RUEL FOX’S van is parked up in Whitton United’s car park. ‘Ipswich Five Star Boot Camps – Guaranteed results or your money back’ is emblazoned on the side, complete with Fox’s mobile number.
Google the cult Norwich City hero and the third result that pops up is: ‘Whatever happened to Ruel Fox?’ Well, here’s the answer.
A personal trainer, he runs fitness sessions next to the Greens’ ground and designs diet plans for his clients.
On Wednesday evening, he had another session booked in, but before then Whitton’s director of football is happily posing with the FA Cup and sitting down with The NLP for a chat.
“I’m on the other side of it now. Before, as a player, I used to hate exercise!” Fox laughs. “But, with my knowledge through playing and being involved in sport, it works well for me.
“It’s diet and fitness. They come to me three to four times a week, we have a bit of fun and I do their diets and exercise. It’s going well, I’ve had a good response.”

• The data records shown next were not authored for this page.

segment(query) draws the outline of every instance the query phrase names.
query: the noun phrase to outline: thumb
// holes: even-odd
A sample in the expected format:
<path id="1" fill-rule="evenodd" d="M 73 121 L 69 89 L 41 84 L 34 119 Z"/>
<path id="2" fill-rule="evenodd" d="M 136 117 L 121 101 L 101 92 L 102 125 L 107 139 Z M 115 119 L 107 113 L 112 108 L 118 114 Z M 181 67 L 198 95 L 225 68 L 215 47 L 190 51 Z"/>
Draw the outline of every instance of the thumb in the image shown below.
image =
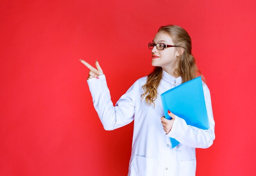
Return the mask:
<path id="1" fill-rule="evenodd" d="M 173 114 L 173 113 L 170 111 L 169 110 L 168 110 L 168 115 L 169 115 L 169 116 L 170 116 L 173 119 L 175 119 L 175 117 L 176 116 L 176 115 Z"/>

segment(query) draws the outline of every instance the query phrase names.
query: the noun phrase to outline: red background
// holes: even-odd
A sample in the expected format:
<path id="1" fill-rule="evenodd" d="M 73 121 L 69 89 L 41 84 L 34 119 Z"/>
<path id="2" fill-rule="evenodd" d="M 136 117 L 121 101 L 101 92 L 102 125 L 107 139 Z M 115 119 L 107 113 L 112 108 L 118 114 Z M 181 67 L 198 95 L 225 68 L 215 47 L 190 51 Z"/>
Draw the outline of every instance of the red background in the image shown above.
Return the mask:
<path id="1" fill-rule="evenodd" d="M 197 176 L 256 175 L 256 2 L 1 0 L 0 175 L 127 175 L 133 123 L 104 130 L 79 59 L 98 59 L 115 103 L 171 24 L 211 93 L 216 139 L 197 149 Z"/>

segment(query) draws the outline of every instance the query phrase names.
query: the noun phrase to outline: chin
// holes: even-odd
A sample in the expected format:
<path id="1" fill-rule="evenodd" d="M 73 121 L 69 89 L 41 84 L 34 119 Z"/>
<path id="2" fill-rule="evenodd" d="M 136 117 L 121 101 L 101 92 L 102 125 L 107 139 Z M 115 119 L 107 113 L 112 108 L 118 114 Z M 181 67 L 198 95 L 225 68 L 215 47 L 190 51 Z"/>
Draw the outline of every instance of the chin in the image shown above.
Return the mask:
<path id="1" fill-rule="evenodd" d="M 153 61 L 152 61 L 152 62 L 151 62 L 151 65 L 152 65 L 152 66 L 159 66 L 155 62 L 154 62 Z"/>

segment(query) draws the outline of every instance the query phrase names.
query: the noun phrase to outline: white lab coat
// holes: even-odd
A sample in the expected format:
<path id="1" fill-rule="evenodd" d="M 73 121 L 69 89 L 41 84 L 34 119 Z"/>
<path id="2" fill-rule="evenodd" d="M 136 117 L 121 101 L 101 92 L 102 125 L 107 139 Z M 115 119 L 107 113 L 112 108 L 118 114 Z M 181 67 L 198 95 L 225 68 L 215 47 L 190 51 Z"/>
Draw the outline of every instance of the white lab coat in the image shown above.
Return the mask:
<path id="1" fill-rule="evenodd" d="M 141 99 L 144 93 L 141 86 L 146 82 L 146 76 L 135 82 L 115 106 L 110 100 L 105 75 L 99 76 L 99 79 L 87 81 L 94 106 L 106 130 L 121 127 L 134 120 L 129 176 L 195 176 L 195 148 L 207 148 L 215 138 L 210 91 L 203 82 L 210 128 L 203 130 L 187 125 L 176 116 L 171 131 L 166 134 L 160 119 L 164 114 L 160 95 L 180 84 L 182 80 L 180 77 L 175 79 L 163 72 L 155 108 L 153 103 L 149 106 Z M 180 143 L 172 148 L 170 137 Z"/>

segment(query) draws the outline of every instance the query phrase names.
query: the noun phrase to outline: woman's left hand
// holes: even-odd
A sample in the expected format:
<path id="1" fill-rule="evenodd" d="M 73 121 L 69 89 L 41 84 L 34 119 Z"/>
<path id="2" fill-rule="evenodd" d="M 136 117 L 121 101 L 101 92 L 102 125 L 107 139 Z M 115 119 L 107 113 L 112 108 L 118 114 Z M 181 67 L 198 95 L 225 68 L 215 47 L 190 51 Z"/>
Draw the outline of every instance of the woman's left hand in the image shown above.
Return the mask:
<path id="1" fill-rule="evenodd" d="M 174 122 L 174 120 L 175 119 L 175 115 L 171 112 L 168 110 L 168 115 L 171 117 L 172 119 L 171 120 L 168 120 L 166 119 L 164 117 L 162 117 L 161 118 L 161 123 L 163 125 L 164 127 L 164 130 L 166 133 L 166 134 L 169 133 L 169 132 L 171 131 Z"/>

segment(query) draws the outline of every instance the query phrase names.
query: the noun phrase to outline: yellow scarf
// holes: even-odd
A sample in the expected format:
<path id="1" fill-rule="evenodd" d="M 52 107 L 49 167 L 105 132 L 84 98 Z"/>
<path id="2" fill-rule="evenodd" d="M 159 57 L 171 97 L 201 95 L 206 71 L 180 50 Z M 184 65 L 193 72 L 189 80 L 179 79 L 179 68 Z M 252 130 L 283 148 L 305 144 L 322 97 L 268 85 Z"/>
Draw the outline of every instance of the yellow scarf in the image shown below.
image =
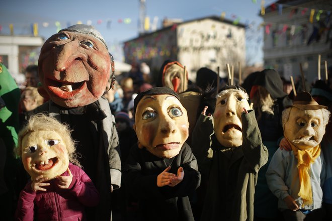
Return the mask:
<path id="1" fill-rule="evenodd" d="M 309 174 L 310 171 L 310 166 L 320 154 L 320 145 L 302 150 L 298 149 L 289 141 L 288 142 L 292 147 L 294 156 L 297 159 L 297 169 L 300 181 L 298 195 L 303 201 L 303 206 L 311 205 L 312 204 L 312 190 Z"/>

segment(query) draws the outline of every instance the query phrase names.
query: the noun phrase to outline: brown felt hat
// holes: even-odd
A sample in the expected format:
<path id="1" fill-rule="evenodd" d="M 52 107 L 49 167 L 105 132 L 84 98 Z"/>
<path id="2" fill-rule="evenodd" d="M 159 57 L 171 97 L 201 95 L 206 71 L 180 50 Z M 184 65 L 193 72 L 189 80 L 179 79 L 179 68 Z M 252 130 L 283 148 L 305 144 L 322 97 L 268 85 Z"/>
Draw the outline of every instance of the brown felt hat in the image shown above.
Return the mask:
<path id="1" fill-rule="evenodd" d="M 293 105 L 290 105 L 286 107 L 295 106 L 302 110 L 316 110 L 322 108 L 327 109 L 327 107 L 323 105 L 319 105 L 312 98 L 310 93 L 302 91 L 297 93 L 297 95 L 294 98 Z"/>

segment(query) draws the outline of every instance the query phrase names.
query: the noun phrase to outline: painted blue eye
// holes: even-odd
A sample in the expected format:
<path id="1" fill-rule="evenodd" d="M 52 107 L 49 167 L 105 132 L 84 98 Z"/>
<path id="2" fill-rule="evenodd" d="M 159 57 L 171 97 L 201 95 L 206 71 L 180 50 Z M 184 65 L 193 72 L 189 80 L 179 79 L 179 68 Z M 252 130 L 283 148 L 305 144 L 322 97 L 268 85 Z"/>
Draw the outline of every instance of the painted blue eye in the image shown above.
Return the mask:
<path id="1" fill-rule="evenodd" d="M 59 143 L 59 141 L 57 140 L 46 140 L 45 143 L 48 146 L 56 145 Z"/>
<path id="2" fill-rule="evenodd" d="M 37 145 L 32 146 L 29 148 L 29 151 L 30 153 L 35 153 L 37 150 Z"/>
<path id="3" fill-rule="evenodd" d="M 61 40 L 67 40 L 68 37 L 64 34 L 60 34 L 58 37 Z"/>
<path id="4" fill-rule="evenodd" d="M 238 100 L 239 101 L 242 101 L 243 100 L 244 100 L 244 98 L 240 96 L 237 97 L 237 100 Z"/>
<path id="5" fill-rule="evenodd" d="M 170 110 L 169 113 L 170 113 L 171 118 L 182 116 L 183 114 L 181 110 L 178 107 L 173 107 Z"/>
<path id="6" fill-rule="evenodd" d="M 157 115 L 155 112 L 145 112 L 143 113 L 143 119 L 147 120 L 150 118 L 154 118 Z"/>
<path id="7" fill-rule="evenodd" d="M 94 47 L 94 44 L 92 43 L 92 42 L 91 42 L 90 41 L 84 41 L 81 43 L 82 44 L 86 45 L 89 48 L 92 48 Z"/>

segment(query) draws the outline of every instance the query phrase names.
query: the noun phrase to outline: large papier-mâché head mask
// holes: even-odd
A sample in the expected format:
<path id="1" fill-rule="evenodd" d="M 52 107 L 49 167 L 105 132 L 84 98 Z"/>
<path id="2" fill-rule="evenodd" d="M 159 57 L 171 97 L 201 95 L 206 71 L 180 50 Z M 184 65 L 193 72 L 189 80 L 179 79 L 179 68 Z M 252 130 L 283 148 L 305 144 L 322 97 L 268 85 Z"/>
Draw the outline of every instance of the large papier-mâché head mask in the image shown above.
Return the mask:
<path id="1" fill-rule="evenodd" d="M 68 128 L 43 114 L 32 117 L 19 134 L 18 153 L 33 179 L 42 175 L 50 180 L 63 173 L 74 151 Z"/>
<path id="2" fill-rule="evenodd" d="M 248 95 L 238 85 L 226 85 L 217 96 L 213 113 L 214 133 L 219 142 L 226 147 L 242 145 L 242 121 L 243 107 L 250 109 Z"/>
<path id="3" fill-rule="evenodd" d="M 299 93 L 293 105 L 282 114 L 285 137 L 297 148 L 304 150 L 321 142 L 329 112 L 319 105 L 307 92 Z"/>
<path id="4" fill-rule="evenodd" d="M 86 25 L 70 26 L 51 36 L 38 61 L 43 88 L 53 102 L 65 107 L 85 106 L 98 99 L 111 70 L 113 74 L 114 60 L 105 41 Z"/>
<path id="5" fill-rule="evenodd" d="M 161 158 L 177 155 L 189 127 L 179 95 L 168 87 L 154 87 L 138 94 L 134 103 L 134 129 L 140 144 Z"/>

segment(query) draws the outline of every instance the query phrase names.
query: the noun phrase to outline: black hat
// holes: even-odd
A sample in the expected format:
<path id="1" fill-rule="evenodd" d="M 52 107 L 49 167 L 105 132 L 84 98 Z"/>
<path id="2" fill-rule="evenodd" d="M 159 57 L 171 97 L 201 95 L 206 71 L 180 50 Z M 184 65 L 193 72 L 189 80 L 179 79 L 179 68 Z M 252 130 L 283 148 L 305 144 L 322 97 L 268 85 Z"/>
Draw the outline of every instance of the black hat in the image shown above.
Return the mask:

Despite making his name across the Suffolk border with the Canaries, the former Newcastle United and Spurs winger is happiest in his home town.
Whitton United is the club where it all began and that’s why he’s been about the club ever since he retired.
“My heart will always be here,” says the 47-year-old. “I’m an Ipswich boy, a Whitton boy. I lived a couple of miles up the road.
“As kids, we were always outdoors, always playing football, always playing for local teams because we loved football.
“Climbing over the fence, sneaking into the grounds – we did all those sorts of things – putting the jumpers down. It was fun for us.
“Most of the football I learnt was playing on recreational grounds, playing at Christchurch Park with the older players.
“Whitton was our local team, so we all ended up playing for Whitton and it took off from there. The same people who used to come to my mum’s house to pick me up, help me with football boots when mum couldn’t afford them are the same people at the club now. John Green, the groundsman has been here 40 years, Tommy Woodward too.
“I come from a one-parent family, so little things people take for granted.
“Getting picked up, getting dropped off, when you ain’t got a pair of boots – they might be second hand boots, but they’re boots, you know. I had a pair of boots two sizes too big for me.
“But those little things you remember because they don’t have to do it. You pick that up and try to do the same. Help people out. It doesn’t have to be financial, it can be advice. So I’m just following in the footsteps of how I was brought up.”
Even when he was turning it on in the Premier League at Newcastle United, he shunned the glamorous side of the game to come straight home for the weekend after games.
Fox draws satisfaction from helping push the Eastern Counties League side forward and lending advice to the kids who play in the club’s large youth set-up. He’s been chairman, manager, player – and even puts a shift in pulling pints.
“I played a couple of games but I got dropped so I didn’t play after that!” Fox says. “That was under Ian Brown, the Hadleigh manager. He’s a great friend of mine.
“He came down to help out when we were really struggling and I ended up having to help out playing.
“We’re an amateur club, we lose players and we have to reinvent ourselves. So, I ended up not wanting to play, but having to.
“I don’t mind. I’m not too proud. We have a veterans team here for the over-35s. I still play, though I haven’t got player of the year yet!
“There are situations where you have to play, situations where you have to drive the bus. I’ve filled in as chairman. It’s not something I’ve volunteered to do, but you have to put yourself forward because it’s the right thing to do short term.
“Everyone pitches in. There might be days when I have to work behind the bar, but that’s how it is.”
Fox, therefore, knows the value of an FA Cup run. Manager Glenn Snell guided his side past FC Romania in the extra preliminary round to set up a home tie against Kirkley & Pakefield on Saturday.
“We’re not going to get above our station,” Fox says. “We know getting through the next round and maybe the next round is probably going to be our pinnacle.
“Every time you get through, it helps bring in money to reinvest into the club. For us to get through that last round is an expense back to the club.
“Things need fixing around here. Fences and little things people don’t see. They think it’s just putting football kit on and running out.
“To have the FA Cup down here is massive for us. I never got near it, but I’ve walked past it.
“I got to the semi-finals at Norwich, but to have the trophy down here, I know it sounds corny, is great. If it puts us on the map a bit for having the FA Cup down here, we’ll take that.”